PhD student Bryson Robertson is two-thirds of the way through a three year, 30,000-nautical-mile sail around the world to study how garbage on the world's waterways and beaches endangers animals.

His travels across the Pacific, Indian and Atlantic Oceans have found that garbage is threatening wildlife, from albatross to turtles.

"Albatross, for example, the mothers regurgitate the food into their babies' mouths," Bryson said Monday during an interview with Canada AM.

"So the mother will go off, find food - plastic, looking beautiful and nice and easy to eat -- they regurgitate it into the babies' mouths and the babies are unable to regurgitate it out of their system. So it fills up their stomachs and kills them."

According to Robertson, plastic shopping bags are the number one killer of turtles, who eat the bags after confusing them with jellyfish.

Garbage that spills into the world's waterways travels across oceans on a rotating system of currents called gyres before it washes up on shore.

Robertson's aim is to educate people about the impact their garbage can have on the environment and on animals thousands of kilometres away.

Robertson has already visited countless beaches, including those in the Kingdom of Tonga, Papua New Guinea, New Zealand, South Africa and Indonesia.

He said the worst he has seen so far is at the Cocos Keeling Islands, Australian territory that is about 1,500 km west of Bali.

"This is a really isolated community with no real garbage that they create. But their beaches are absolutely inundated with Indonesia's garbage."

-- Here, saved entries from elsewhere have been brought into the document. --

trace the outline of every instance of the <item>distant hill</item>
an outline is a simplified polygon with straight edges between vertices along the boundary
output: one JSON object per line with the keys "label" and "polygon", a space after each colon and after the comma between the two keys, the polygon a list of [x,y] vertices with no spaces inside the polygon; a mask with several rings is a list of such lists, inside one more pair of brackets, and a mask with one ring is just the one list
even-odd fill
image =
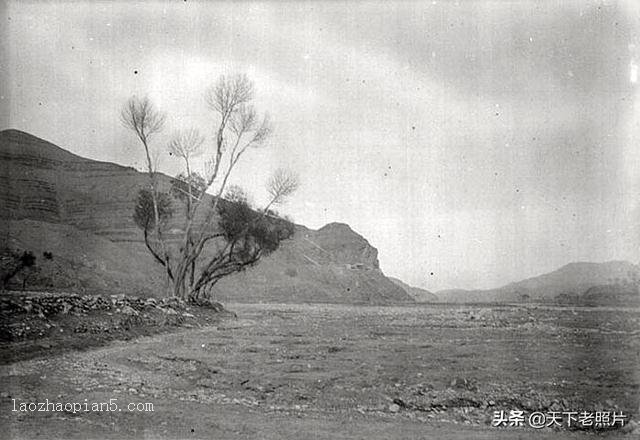
{"label": "distant hill", "polygon": [[404,281],[401,281],[401,280],[399,280],[397,278],[393,278],[393,277],[387,277],[387,278],[389,278],[397,286],[400,286],[416,302],[423,303],[423,302],[438,302],[438,301],[440,301],[439,298],[435,294],[429,292],[428,290],[420,289],[419,287],[410,286],[410,285],[406,284]]}
{"label": "distant hill", "polygon": [[[165,188],[170,178],[161,176]],[[31,288],[164,295],[163,271],[132,219],[148,176],[72,154],[18,130],[0,132],[0,250],[31,250]],[[181,225],[176,210],[170,228]],[[52,260],[43,252],[52,252]],[[407,293],[382,273],[377,250],[348,225],[294,237],[218,284],[222,301],[402,303]]]}
{"label": "distant hill", "polygon": [[445,302],[559,302],[640,304],[640,266],[627,261],[571,263],[560,269],[489,290],[442,290]]}

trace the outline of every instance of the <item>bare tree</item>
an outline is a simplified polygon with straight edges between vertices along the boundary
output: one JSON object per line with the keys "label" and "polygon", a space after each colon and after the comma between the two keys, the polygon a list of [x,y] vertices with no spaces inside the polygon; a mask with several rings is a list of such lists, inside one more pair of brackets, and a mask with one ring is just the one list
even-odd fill
{"label": "bare tree", "polygon": [[277,169],[267,182],[267,192],[271,196],[268,210],[272,205],[283,203],[287,197],[296,192],[300,186],[300,178],[297,174],[284,168]]}
{"label": "bare tree", "polygon": [[200,156],[204,136],[200,134],[197,128],[189,130],[177,131],[174,133],[171,141],[169,141],[169,152],[184,160],[187,173],[191,173],[191,159]]}
{"label": "bare tree", "polygon": [[[223,201],[229,177],[240,159],[249,149],[264,145],[271,134],[268,116],[258,116],[251,104],[253,96],[253,83],[245,75],[220,77],[205,94],[216,121],[213,145],[205,148],[204,138],[195,129],[177,133],[169,143],[169,151],[184,162],[185,173],[180,174],[180,179],[186,183],[186,189],[180,191],[187,195],[182,238],[174,249],[177,255],[171,259],[168,254],[160,258],[170,268],[175,296],[201,299],[220,278],[255,264],[292,233],[290,222],[265,215],[268,207],[281,203],[298,187],[297,176],[291,173],[279,171],[272,177],[268,184],[271,200],[262,211],[252,210],[246,197],[236,197],[240,194],[237,189],[236,196],[231,192],[231,200]],[[127,116],[138,113],[129,110],[131,108],[153,110],[150,103],[128,104],[123,113]],[[148,134],[157,132],[158,124],[154,122],[144,131],[139,128],[141,119],[145,120],[127,117],[126,120],[132,121],[127,126],[134,129],[147,151]],[[203,178],[192,169],[191,160],[198,155],[206,155]],[[149,172],[153,173],[151,167]],[[206,192],[213,192],[212,202],[208,202],[211,199],[205,197]],[[154,196],[156,211],[157,198]],[[202,215],[197,215],[200,211]],[[160,230],[162,222],[158,220],[156,214],[154,225]],[[160,232],[157,236],[162,241]],[[205,249],[207,257],[202,258]]]}

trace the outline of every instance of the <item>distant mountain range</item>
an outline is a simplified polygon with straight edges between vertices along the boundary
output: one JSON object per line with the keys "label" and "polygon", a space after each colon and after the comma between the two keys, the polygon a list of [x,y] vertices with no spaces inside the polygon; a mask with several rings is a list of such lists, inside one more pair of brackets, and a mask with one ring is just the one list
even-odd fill
{"label": "distant mountain range", "polygon": [[571,263],[488,290],[441,290],[444,302],[555,302],[585,305],[640,303],[640,266],[627,261]]}
{"label": "distant mountain range", "polygon": [[[162,176],[160,184],[170,185]],[[29,250],[39,271],[28,288],[165,295],[160,270],[132,214],[148,176],[72,154],[18,130],[0,132],[0,251]],[[175,210],[170,228],[181,225]],[[51,252],[53,259],[44,259]],[[380,270],[378,251],[348,225],[294,237],[249,270],[222,280],[221,301],[413,302]]]}

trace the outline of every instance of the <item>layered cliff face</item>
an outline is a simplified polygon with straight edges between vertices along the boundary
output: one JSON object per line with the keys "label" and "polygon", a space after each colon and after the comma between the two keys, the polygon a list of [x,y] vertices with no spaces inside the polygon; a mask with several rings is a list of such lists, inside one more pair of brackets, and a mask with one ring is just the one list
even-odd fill
{"label": "layered cliff face", "polygon": [[108,238],[138,235],[131,204],[145,176],[84,159],[17,130],[0,132],[2,216],[59,223]]}
{"label": "layered cliff face", "polygon": [[[52,252],[30,283],[43,288],[164,294],[160,267],[132,219],[148,177],[81,158],[17,130],[0,132],[0,248]],[[163,176],[162,185],[169,178]],[[173,224],[181,224],[179,210]],[[42,260],[40,258],[39,260]],[[407,302],[380,271],[377,250],[344,224],[293,239],[217,289],[224,301]]]}

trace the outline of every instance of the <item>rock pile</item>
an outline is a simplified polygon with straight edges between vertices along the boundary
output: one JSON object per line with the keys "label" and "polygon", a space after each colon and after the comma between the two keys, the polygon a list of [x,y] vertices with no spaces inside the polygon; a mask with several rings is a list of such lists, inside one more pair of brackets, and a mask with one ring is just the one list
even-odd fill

On one 50 metre stretch of beach, Robertson found 300 flip flops and 200 plastic pop bottles, in addition to "every other imaginable piece of plastic you can think of."

Robertson left Mexico to begin his journey on July 5, 2007, and he's taking a break for hurricane season before setting sail for the Panama Canal.

The crew will head for the biggest pile of garbage, dubbed the Great Pacific Garbage Patch, located in the North Pacific Ocean. They should arrive there early in 2010.